Organizers say that at least 5 million people turned out for more than 2,100 “No Kings” protests in all 50 states on June 14 and 15. We gathered in blue, purple and red states. We came together in cities, towns and rural communities. Some gatherings were just a handful of people. Some were huge crowds.
People turned out in massive numbers, even though Trump had just deployed the U.S. military against protesters, and governors in Virginia and Texas called out the National Guard in advance.
In Minnesota, thousands showed up, even after the brutal news that one of the state’s Democratic leaders and her husband had been assassinated by a gunman who at that time was still on the loose.
By the time the suspected killer was captured a day later, we knew that he had a target list of Democratic officials and Planned Parenthood locations in his car, along with a flyer about “No Kings” events.
Meanwhile, President Trump’s birthday present to himself, a military parade he’d been dreaming about for years, was an expensive flop that no amount of crowd-inflating lies from White House spokespeople could hide.
Trump himself was unusually restrained in his remarks to the sparse crowd.
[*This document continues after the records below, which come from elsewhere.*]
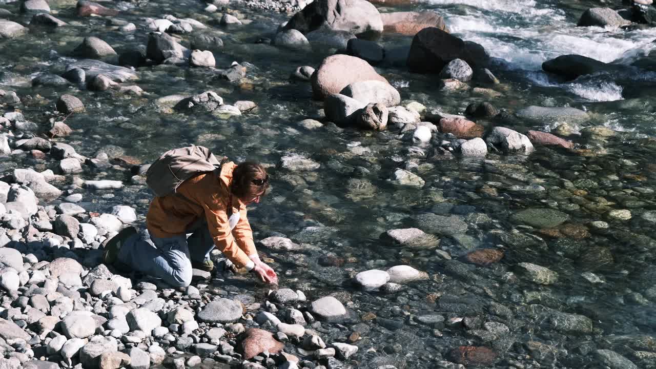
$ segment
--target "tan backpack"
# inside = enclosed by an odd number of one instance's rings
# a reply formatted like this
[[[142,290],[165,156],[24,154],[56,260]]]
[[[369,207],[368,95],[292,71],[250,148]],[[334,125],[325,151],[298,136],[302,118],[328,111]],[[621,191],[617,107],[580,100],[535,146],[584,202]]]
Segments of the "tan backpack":
[[[183,182],[201,173],[218,171],[228,162],[220,162],[209,149],[201,146],[175,148],[165,152],[146,172],[146,183],[156,196],[174,194]]]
Maybe the public push-back on his self-indulgence, his ugly partisan remarks at West Point and Fort Bragg and his unpopular military deployment against Americans in Los Angeles had an impact. Maybe it kept his parade performance from being worse than it was.
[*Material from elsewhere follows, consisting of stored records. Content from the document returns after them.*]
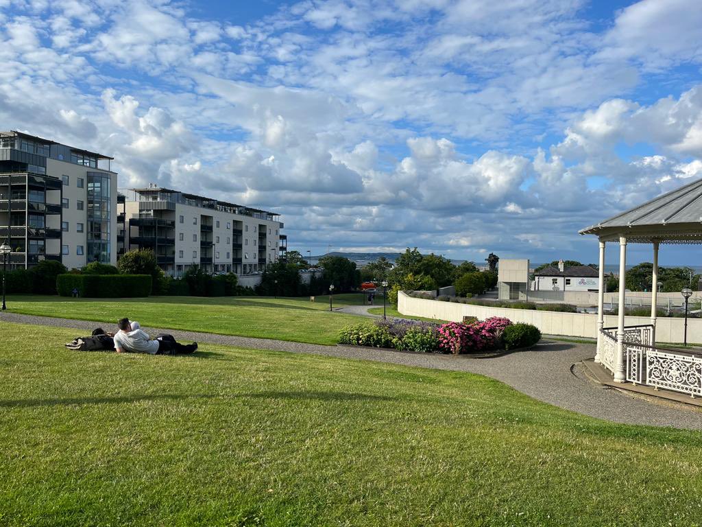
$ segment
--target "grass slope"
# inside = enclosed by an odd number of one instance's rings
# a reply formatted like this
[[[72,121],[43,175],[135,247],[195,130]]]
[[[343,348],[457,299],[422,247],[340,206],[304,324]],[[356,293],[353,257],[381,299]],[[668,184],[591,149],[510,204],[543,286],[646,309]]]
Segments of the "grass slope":
[[[97,320],[116,327],[122,317],[146,326],[208,333],[335,344],[339,330],[359,322],[352,315],[331,313],[329,297],[270,298],[150,297],[145,299],[69,299],[13,296],[11,313]],[[362,295],[335,294],[336,307],[362,304]],[[106,328],[107,329],[107,328]]]
[[[0,325],[0,525],[701,524],[697,432],[469,374]]]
We have seen that resistance can work. Trump can be stopped. When pro-democracy and pro-rule-of-law groups have taken Trump to court, judges have checked many of his illegal executive orders.
Trump himself has changed course when governing by impulse and social media doesn’t work out the way he expected, and when MAGA constituents start making noise about the ways he’s hurting them.
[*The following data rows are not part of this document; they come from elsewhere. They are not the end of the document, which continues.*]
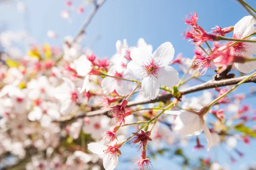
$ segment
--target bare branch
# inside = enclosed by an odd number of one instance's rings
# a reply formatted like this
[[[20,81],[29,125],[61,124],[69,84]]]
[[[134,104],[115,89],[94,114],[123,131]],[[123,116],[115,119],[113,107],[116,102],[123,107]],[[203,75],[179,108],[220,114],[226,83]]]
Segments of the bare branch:
[[[181,89],[180,91],[180,92],[182,93],[183,95],[185,95],[215,88],[234,85],[237,84],[241,81],[245,79],[248,76],[244,76],[239,77],[233,78],[232,79],[219,81],[213,81],[211,80],[198,85],[196,85],[192,87]],[[245,82],[256,83],[256,76],[252,77]],[[128,103],[127,107],[130,107],[139,105],[154,103],[160,101],[165,102],[170,100],[173,97],[173,96],[172,94],[169,94],[157,97],[155,99],[153,100],[146,100],[140,102],[137,102],[136,101],[130,102]],[[107,115],[109,110],[109,109],[108,108],[103,110],[99,110],[95,111],[90,111],[87,113],[84,113],[79,115],[75,115],[75,116],[70,118],[70,119],[65,119],[61,120],[60,121],[58,121],[58,122],[68,122],[75,120],[76,119],[82,118],[85,116],[91,116],[101,114]]]
[[[78,32],[78,33],[77,33],[75,37],[72,44],[70,45],[70,46],[72,46],[73,44],[76,42],[79,37],[83,34],[84,34],[84,33],[85,28],[86,28],[86,27],[87,27],[88,25],[90,23],[92,19],[98,11],[98,9],[102,5],[102,4],[106,1],[106,0],[99,0],[98,2],[96,2],[96,1],[93,1],[93,4],[95,5],[95,6],[90,11],[87,18],[86,18],[86,19],[84,20],[84,22],[82,27]]]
After dramatically ramping up detentions of peaceful, non-criminal immigrants led to widespread protests in Los Angeles, Trump was defiant, calling in the military and escalating the situation.
Then farmers, factory operators and restaurant owners objected that the terrorizing abductions of immigrants were interfering with their businesses, and Trump told Immigration and Customs Enforcement to pause those workplace operations.
But that infuriated Trump’s most rabidly anti-immigrant supporters, so he reversed course yet again and tried to cover up his waffling by announcing even more aggressive attacks on immigrants in America’s largest cities. He made it clear that his policy was grounded in partisan politics, calling cities “the core of the Democratic Power Center.”
And he resorted once again to dehumanizing smears, charging that Democrats “are sick of mind, hate our country, and actually want to destroy our inner cities.”
That kind of rhetoric can lead to political violence, and it sends a “whatever it takes” signal to Trump’s base. Just like Trump’s pardoning of violent Jan. 6 insurrectionists signaled to his far-right supporters that if they commit violence on his behalf, he’ll have their back.
We all must, of course, remain alert to the risks of being targeted by the administration and its allies. Those risks are real. He has power at his disposal and unprincipled people around him willing to do his bidding.
Under an ego-obsessed leader like Trump, even our wins come with their own risks. He can be expected to respond to pro-democracy victories with other actions to show the world he’s still the strongman he imagines he sees in the mirror.
But Trump is not all-powerful. We can defeat him if we refuse to be intimidated.
In fact, law firms that caved into Trump’s threats are learning that preemptive compliance with tyranny comes at a cost. Clients and attorneys are leaving them to join or start firms with the courage to resist his dictatorial demands.
With more than three years left in Trump’s term, we will all face a series of decisions about whether, when and how to act. Those decisions will collectively determine whether we face a future of freedom or fascism.
We are far more likely to secure our freedom if we continue to be guided by core principles, as the organizers and participants of the “No Kings” weekend did in a vibrant, broad-based coalition: preparation, discipline, a vision of the future we’re fighting for and the courage to be there for each other and for our country.
Let’s keep it up!
Svante Myrick is president of People For the American Way.